Judge of the Supreme Court of Appeal
- In office 1 January 1996 – 2008

Judge of the Cape Provincial Division
- In office 8 June 1989 – 31 December 1995

Personal details
- Born: Douglas Graham Scott 19 January 1941 (age 85) Simon's Town, Cape Province Union of South Africa
- Children: Helen Scott
- Alma mater: University of Cape Town

= Douglas Scott (judge) =

South African judge

Douglas Graham Scott (born 19 January 1941) is a retired South African judge who served in the Supreme Court of Appeal between 1996 and 2008. Formerly an advocate in Cape Town, he joined the bench in 1989 as a judge of the Cape Provincial Division.
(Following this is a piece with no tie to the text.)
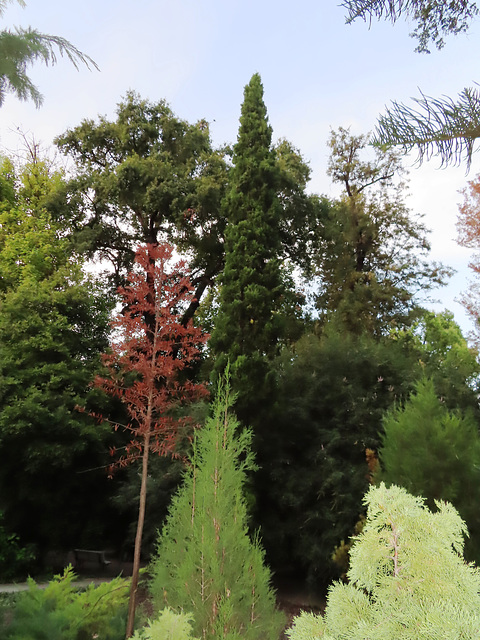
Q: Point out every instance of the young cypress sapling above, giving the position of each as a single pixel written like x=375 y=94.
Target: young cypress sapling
x=206 y=562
== Early life and career ==
Scott was born on 19 January 1941 in Simon's Town, Cape Town. After matriculating at Wynberg Boys' High School in 1958, he attended the University of Cape Town, where he completed a BA in 1962 and an LLB in 1964. While a student, he worked briefly as a clerical assistant at the magistrate's court in Cape Town.

He was admitted as an advocate of the Supreme Court of South Africa in May 1965 and worked as a government prosecutor in Pretoria and Bellville until the end of 1966. Thereafter he returned to Cape Town to complete his articles at the firm of Findlay and Tait, gaining admission as an attorney in December 1968. He practised as an attorney for less than a year before returning to practice as an advocate in August 1969, now at the Cape Bar. He took silk on 18 November 1986.

== Judicial career ==
Scott joined the judiciary on 8 June 1989 as a judge of the Cape Provincial Division of the Supreme Court. On 1 January 1996, he was elevated to the Appellate Division of the Supreme Court. He was appointed to the appellate court by the first post-apartheid president, Nelson Mandela, and he remained on the court after it was reformed into the post-apartheid Supreme Court of Appeal.

His notable judgments in the court included Sea Harvest Corporation v Duncan Dock Cold Storage, an important 1999 decision in the law of delict. He also wrote for the court in Durban's Water Wonderland v Botha.

Scott retired from the South African judiciary in 2008. Thereafter he served as a judge, and ultimately as acting president, of the Lesotho Court of Appeal.

== Personal life ==
Scott was married to Gillian Scholtz, who died in 2015. Their daughter, Helen Scott, is a legal academic.